Handicapped dogs; relocating with your handicapped dog tips by Interstate Removalists Sydney
I felt an urge to share this topic with you guys, it’s quite a sensitive and surprisingly ignored topic. In recent years, people and organisations have come up with good solutions to cater for handicapped dogs. Dog wheelchairs, straps and leg splints are some of the solutions depending on the specific inability of the dog(s). Removalist companies, Interstate Removalists Sydney for example have also engaged in caring for you handicapped dogs where they ease the move out process by provision of special carriers and favourable move out routines. Moving out with a handicapped dog may be a little bit more nagging than normal dog situations but worry not! I’ve got some tips on how to move out with your handicapped dog.
- Dog carts; some innovate product that helps your dog in movement. Usually used in cases of spine injury where the back limbs fail to work. The carts are built based on custom measures for each specific dog. During the move out the dog cart allows you to maintain normal living conditions such as walks and little bit exercises. A lot easier than holding your dog in your arms all along, and who knows. it might be a pit bull!!
- Rear and front harness that supports your handicapped dog by the abdomen and eases its ability to urinate and defecate.
- Leg splints; this is used on dogs with injuries on their lower limbs. The soft lining will help keep your dog comfortable during the move out process.
- Pet boots; very suitable for handicapped dogs to prevent them from getting into contact with mud, broken glass or slippery surfaces during the move.
- Have a fair routine. The mobility of handicapped dogs may be much harder and slower. You need to plan out a simple routine that favours your pet dog in terms of time. Longer breaks and more stops for both feeding and medication if required to be introduced. In case you have more than one dog where the rest may not be handicapped, the extra time provided could be used for exercise / rest. Take a friend or partner to help you handle both dogs since handicapped dogs require more attention.
- Get all the medications right. If your dog is under any medical schedule, set your routine to include these hours and make sure you have all the medications with you close and in the correct entities. Medication can be done during feeding breaks or during rests.

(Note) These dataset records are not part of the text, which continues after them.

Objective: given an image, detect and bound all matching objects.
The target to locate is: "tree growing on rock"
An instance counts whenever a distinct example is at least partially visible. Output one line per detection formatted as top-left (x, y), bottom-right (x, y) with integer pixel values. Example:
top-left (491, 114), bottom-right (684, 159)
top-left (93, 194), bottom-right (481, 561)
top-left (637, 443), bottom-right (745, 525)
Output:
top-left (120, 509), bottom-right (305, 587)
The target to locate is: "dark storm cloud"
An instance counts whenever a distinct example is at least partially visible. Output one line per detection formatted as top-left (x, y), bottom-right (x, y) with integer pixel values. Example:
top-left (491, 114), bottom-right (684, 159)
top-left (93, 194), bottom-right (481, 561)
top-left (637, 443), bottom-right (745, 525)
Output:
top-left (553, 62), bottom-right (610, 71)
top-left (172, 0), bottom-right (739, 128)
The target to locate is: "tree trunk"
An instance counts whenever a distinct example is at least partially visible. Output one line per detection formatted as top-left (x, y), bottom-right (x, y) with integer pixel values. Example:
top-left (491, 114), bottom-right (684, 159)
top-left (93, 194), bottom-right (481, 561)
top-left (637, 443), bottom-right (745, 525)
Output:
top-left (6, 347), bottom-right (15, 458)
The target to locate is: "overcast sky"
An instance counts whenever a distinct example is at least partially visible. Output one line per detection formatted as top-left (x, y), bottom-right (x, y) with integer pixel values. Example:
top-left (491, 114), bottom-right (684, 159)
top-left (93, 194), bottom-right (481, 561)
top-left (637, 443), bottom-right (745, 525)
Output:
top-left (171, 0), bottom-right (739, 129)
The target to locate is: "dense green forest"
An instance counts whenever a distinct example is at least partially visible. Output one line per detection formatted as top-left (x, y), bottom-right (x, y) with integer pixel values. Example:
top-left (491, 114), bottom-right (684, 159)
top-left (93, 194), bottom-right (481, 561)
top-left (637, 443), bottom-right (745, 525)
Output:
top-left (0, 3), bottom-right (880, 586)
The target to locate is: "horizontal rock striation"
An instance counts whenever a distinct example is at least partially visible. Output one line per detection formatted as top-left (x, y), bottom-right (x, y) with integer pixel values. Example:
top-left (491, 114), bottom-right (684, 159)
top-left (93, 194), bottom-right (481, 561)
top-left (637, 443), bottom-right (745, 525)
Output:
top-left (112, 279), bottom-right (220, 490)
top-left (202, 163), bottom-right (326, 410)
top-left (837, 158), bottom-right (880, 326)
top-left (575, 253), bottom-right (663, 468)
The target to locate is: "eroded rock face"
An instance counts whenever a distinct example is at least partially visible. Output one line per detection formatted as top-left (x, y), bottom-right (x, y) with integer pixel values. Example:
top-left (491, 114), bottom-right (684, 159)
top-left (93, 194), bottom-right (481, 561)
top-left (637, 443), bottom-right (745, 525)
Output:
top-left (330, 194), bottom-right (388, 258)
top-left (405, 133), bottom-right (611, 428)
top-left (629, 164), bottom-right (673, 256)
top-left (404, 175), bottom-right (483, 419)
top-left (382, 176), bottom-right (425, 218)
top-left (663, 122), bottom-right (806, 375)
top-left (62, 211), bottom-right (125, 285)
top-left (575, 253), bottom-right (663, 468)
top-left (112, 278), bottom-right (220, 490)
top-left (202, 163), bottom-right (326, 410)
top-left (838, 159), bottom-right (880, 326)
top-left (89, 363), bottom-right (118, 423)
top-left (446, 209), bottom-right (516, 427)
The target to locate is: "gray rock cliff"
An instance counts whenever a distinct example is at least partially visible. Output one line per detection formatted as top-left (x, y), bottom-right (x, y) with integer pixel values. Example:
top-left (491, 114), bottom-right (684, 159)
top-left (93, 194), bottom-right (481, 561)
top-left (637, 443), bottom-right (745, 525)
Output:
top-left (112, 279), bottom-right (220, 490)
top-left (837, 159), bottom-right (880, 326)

- Confirm with your vet. If it’s safe to travel with your dog. Proper advice will be given depending on the distance of travel. Feel free to ask questions about any danger posed to your dog by the movement and request for possible solutions. A much better but equally expensive way would be to travel with your private vet to your new location where he’d take care of all your dog needs during the travel.
Your dog(s) should already be adapting to the new environment by the end of the first week. This however, will not apply to all dogs. Be patient with your dog as it adjusts itself to the changes.